梶原 誠 (筑波大学 生物学類 4年) 指導教官:田仲 可昌 (筑波大学 生物科学系)
<導入・目的>
転写因子は遺伝子の発現を制御する上で重要な役割を担っている調節因子であり、遺伝子の時間的・空間的制御を必須とする多細胞生物の発生において中心的な役割を果たしている。しかしながら、発生・細胞分化に関わる遺伝子発現がいつ・どのような転写因子によって調節されているのかは不明な点が多い。
本研究室では細胞性粘菌Dictyostelium discoideumの発生をモデルとした多細胞体形成や分化機構に関する研究が、細胞性粘菌のゲノム解析によって得られた転写因子候補遺伝子に注目し進行している。すでにいくつか転写因子候補遺伝子の破壊株が作成され、転写因子の多細胞体形成における遺伝子調節の解析が始まろうとしている。

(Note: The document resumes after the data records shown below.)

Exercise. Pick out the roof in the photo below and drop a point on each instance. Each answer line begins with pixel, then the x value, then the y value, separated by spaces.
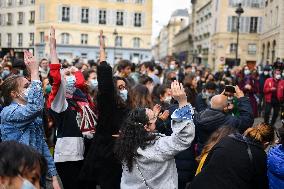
pixel 180 12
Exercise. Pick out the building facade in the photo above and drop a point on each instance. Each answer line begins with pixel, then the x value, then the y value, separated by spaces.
pixel 17 24
pixel 272 38
pixel 224 33
pixel 127 26
pixel 183 44
pixel 202 15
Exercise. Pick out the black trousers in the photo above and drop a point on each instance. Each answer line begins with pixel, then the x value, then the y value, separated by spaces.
pixel 267 111
pixel 68 173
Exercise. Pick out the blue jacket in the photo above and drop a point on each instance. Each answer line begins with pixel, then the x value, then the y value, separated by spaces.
pixel 275 167
pixel 23 123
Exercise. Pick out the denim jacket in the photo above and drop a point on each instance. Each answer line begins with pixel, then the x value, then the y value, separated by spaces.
pixel 23 123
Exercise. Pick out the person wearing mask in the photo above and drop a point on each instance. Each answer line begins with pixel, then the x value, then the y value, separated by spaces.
pixel 21 167
pixel 214 117
pixel 262 78
pixel 147 158
pixel 212 141
pixel 203 99
pixel 273 96
pixel 150 69
pixel 237 161
pixel 100 166
pixel 250 86
pixel 44 68
pixel 21 118
pixel 275 162
pixel 190 86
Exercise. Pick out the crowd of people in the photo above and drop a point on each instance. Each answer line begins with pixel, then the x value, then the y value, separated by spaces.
pixel 146 126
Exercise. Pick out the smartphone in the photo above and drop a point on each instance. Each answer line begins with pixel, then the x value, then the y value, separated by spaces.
pixel 230 89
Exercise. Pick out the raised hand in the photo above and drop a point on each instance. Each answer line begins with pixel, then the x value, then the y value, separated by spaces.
pixel 178 93
pixel 31 65
pixel 52 45
pixel 239 93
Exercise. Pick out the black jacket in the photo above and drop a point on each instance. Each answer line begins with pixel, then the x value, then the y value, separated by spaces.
pixel 100 165
pixel 228 166
pixel 209 120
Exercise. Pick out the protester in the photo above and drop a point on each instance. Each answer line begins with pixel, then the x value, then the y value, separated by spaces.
pixel 212 141
pixel 212 118
pixel 63 108
pixel 203 99
pixel 100 166
pixel 273 95
pixel 21 167
pixel 275 162
pixel 148 159
pixel 237 161
pixel 21 118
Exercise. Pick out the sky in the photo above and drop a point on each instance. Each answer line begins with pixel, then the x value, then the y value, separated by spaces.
pixel 162 10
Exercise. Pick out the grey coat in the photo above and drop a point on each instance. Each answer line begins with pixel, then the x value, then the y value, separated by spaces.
pixel 156 162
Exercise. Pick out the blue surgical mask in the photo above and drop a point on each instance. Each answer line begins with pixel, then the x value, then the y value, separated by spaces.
pixel 27 185
pixel 123 94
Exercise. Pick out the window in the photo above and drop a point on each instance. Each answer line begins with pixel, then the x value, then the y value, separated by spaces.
pixel 137 20
pixel 139 1
pixel 233 47
pixel 119 18
pixel 21 17
pixel 10 2
pixel 136 42
pixel 118 41
pixel 84 39
pixel 253 24
pixel 9 37
pixel 85 15
pixel 32 17
pixel 10 19
pixel 65 14
pixel 41 34
pixel 102 17
pixel 32 39
pixel 252 49
pixel 65 38
pixel 20 39
pixel 255 4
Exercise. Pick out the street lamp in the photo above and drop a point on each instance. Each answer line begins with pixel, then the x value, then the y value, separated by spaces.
pixel 114 47
pixel 239 11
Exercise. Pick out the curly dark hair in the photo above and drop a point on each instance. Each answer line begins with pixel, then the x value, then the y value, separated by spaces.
pixel 132 136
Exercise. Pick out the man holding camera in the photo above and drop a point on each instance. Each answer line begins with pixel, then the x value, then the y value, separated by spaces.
pixel 212 118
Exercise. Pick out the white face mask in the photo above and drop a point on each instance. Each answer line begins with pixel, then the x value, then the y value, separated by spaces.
pixel 278 76
pixel 123 94
pixel 168 99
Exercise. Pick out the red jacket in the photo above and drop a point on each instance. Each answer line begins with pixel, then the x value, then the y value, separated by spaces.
pixel 269 84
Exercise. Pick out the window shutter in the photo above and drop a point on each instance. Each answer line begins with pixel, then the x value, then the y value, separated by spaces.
pixel 230 19
pixel 59 13
pixel 247 24
pixel 143 19
pixel 259 25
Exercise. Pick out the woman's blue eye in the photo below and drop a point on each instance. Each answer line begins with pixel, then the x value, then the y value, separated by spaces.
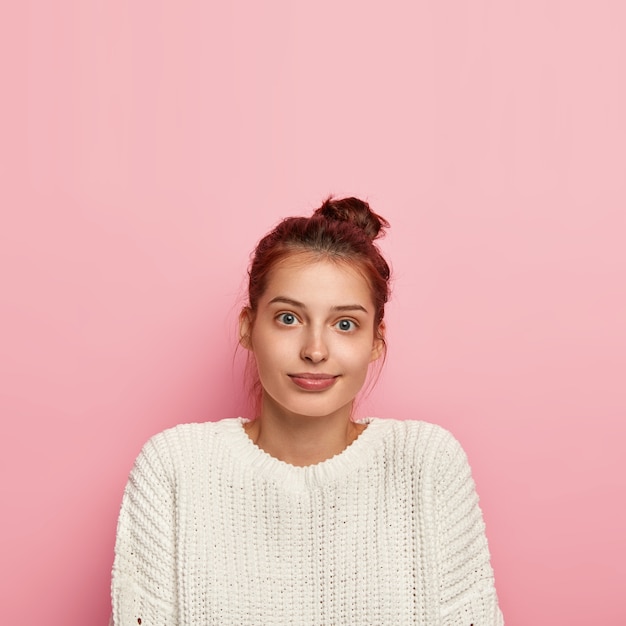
pixel 346 325
pixel 287 318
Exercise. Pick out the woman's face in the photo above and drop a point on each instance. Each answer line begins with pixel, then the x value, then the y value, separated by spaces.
pixel 313 337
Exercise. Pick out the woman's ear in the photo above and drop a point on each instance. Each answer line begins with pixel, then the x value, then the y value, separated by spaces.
pixel 245 328
pixel 379 346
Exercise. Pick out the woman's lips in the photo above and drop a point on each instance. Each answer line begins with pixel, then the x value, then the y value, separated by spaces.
pixel 313 382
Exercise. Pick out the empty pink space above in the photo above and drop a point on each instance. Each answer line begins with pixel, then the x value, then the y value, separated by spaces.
pixel 148 145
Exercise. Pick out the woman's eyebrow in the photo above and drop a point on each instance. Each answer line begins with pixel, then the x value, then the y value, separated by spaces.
pixel 295 303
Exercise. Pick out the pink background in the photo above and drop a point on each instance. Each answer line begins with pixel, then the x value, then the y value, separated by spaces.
pixel 146 146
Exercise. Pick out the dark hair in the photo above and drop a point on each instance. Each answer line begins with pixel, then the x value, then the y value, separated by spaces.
pixel 342 230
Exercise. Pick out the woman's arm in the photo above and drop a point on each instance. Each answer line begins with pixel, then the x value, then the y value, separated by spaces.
pixel 468 595
pixel 143 584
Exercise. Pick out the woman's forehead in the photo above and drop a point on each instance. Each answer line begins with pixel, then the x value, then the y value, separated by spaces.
pixel 323 281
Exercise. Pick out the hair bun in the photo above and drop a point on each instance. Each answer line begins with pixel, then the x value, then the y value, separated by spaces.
pixel 354 211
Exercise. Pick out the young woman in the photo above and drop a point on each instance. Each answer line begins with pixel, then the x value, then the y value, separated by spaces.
pixel 305 515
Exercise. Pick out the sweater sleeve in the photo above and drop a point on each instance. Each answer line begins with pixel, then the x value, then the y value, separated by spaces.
pixel 143 586
pixel 467 591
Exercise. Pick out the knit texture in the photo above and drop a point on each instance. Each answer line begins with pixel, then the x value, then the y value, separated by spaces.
pixel 213 530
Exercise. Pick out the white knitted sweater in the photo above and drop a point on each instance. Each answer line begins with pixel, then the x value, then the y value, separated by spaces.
pixel 213 530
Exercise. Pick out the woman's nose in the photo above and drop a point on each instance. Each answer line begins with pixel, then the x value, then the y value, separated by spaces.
pixel 314 349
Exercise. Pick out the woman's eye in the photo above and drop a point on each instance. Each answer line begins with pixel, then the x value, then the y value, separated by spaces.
pixel 287 318
pixel 346 325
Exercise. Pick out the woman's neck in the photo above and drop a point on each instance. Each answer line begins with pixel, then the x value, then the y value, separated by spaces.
pixel 302 440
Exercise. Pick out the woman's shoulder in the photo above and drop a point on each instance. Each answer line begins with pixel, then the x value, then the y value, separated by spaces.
pixel 186 438
pixel 421 440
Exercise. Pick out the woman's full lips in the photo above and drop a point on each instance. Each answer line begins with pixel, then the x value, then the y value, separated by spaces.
pixel 313 382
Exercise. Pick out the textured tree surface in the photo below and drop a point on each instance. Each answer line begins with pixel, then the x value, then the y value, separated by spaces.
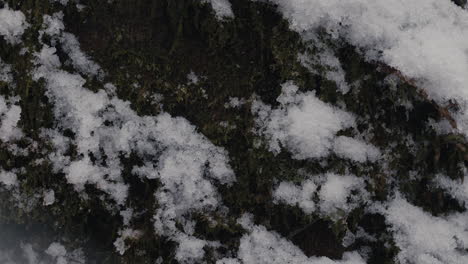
pixel 148 47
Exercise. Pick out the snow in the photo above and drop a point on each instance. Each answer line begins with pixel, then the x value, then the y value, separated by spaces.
pixel 303 124
pixel 186 163
pixel 49 197
pixel 262 246
pixel 334 193
pixel 124 234
pixel 356 150
pixel 12 24
pixel 301 196
pixel 58 252
pixel 425 239
pixel 192 78
pixel 222 8
pixel 424 39
pixel 10 115
pixel 8 179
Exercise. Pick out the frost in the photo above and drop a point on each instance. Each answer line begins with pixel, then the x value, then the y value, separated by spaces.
pixel 456 188
pixel 303 124
pixel 334 195
pixel 58 252
pixel 49 197
pixel 5 72
pixel 424 39
pixel 356 150
pixel 297 195
pixel 425 239
pixel 234 102
pixel 79 60
pixel 12 24
pixel 222 8
pixel 10 115
pixel 105 128
pixel 127 233
pixel 192 78
pixel 262 246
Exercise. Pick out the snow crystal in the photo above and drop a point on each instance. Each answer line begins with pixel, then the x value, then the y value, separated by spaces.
pixel 8 178
pixel 425 239
pixel 234 102
pixel 327 61
pixel 303 124
pixel 127 233
pixel 5 72
pixel 297 195
pixel 424 39
pixel 105 128
pixel 356 150
pixel 456 188
pixel 80 61
pixel 334 194
pixel 49 197
pixel 222 8
pixel 192 78
pixel 336 191
pixel 29 253
pixel 12 24
pixel 262 246
pixel 58 252
pixel 9 117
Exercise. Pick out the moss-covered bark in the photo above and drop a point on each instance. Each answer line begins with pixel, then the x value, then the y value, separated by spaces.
pixel 148 47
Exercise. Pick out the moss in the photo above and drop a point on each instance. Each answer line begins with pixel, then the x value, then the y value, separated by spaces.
pixel 148 47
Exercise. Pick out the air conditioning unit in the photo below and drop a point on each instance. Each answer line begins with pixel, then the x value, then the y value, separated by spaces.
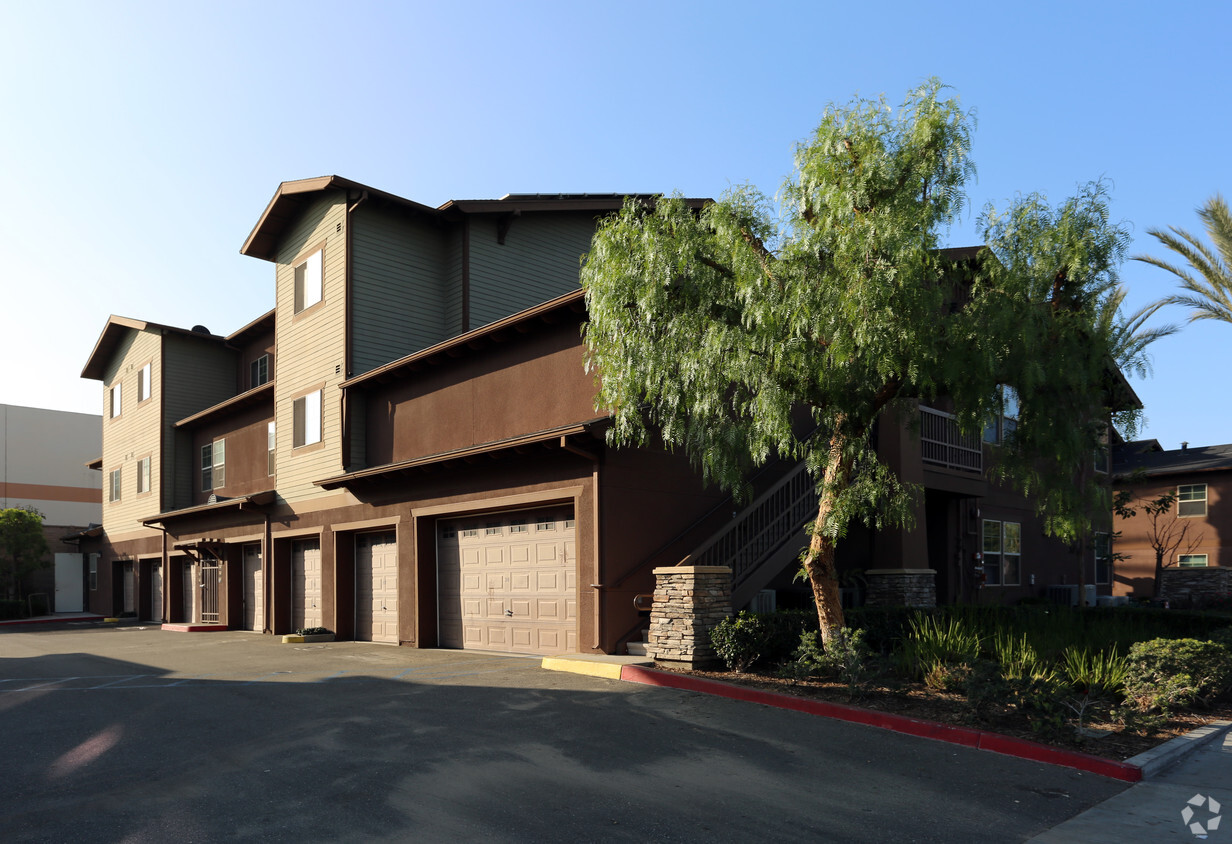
pixel 764 601
pixel 1063 594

その研究の一環として、得られた破壊株の発生過程・細胞分化パターンを詳細に観察するために、細胞性粘菌の分化パターン特異的に発現する既存のマーカー遺伝子コンストラクトを破壊株に導入することを試みた。しかし、このマーカー遺伝子コンストラクトはゲノムにランダムに組み込まれるタイプのため、組み込みによる二次的変異を引き起こす恐れがあり、さらに形質転換効率が非常に低く今後の研究に適切でないと判断した。そこで本研究では、ゲノム組み込み型ではないマーカー遺伝子コンストラクトの作製を行った。
<材料・方法>
既存のマーカー遺伝子コンストラクトはゲノムにランダムに組み込まれるタイプであり、検出方法はβ‐galactosidase活性による方法であったが、新しく作製するマーカー遺伝子コンストラクトはゲノムに組み込まれず染色体外で発現するextrachromosomal型で、活性の検出はGFPの蛍光発色による方法にした。以下にその作製手順を示す。
1)既存のゲノム組み込み型のマーカー遺伝子コンストラクトから、粘菌の分化パターン特異的(時間的・空間的)に発現する遺伝子(ecmA,ecmB,ecmO,ecmAO,pspA)のプロモーター部分を切り出す。
2)新しくベースとなるextrachromosomal型のGFPベクター(右下図参照)から、Act15プロモーター部分を抜き出す。
3)DNA断片をつなぎ合わせる。
4)それぞれのプロモーター下流で、GFPのORFのフレームが合っていることを、塩基配列を決定して確認する。
<結果>
作製したプラスミドベクターは右図のようになる。今後の予定としては、
挿入したプロモーター部分が設計した位置と同じ向きに挿入されて
いるかどうかを塩基配列を決定して確認する。その後、これらの
マーカー遺伝子コンストラクトを野生株の粘菌細胞に導入して
GFPが分化パターン特異的に発色するかを調べる。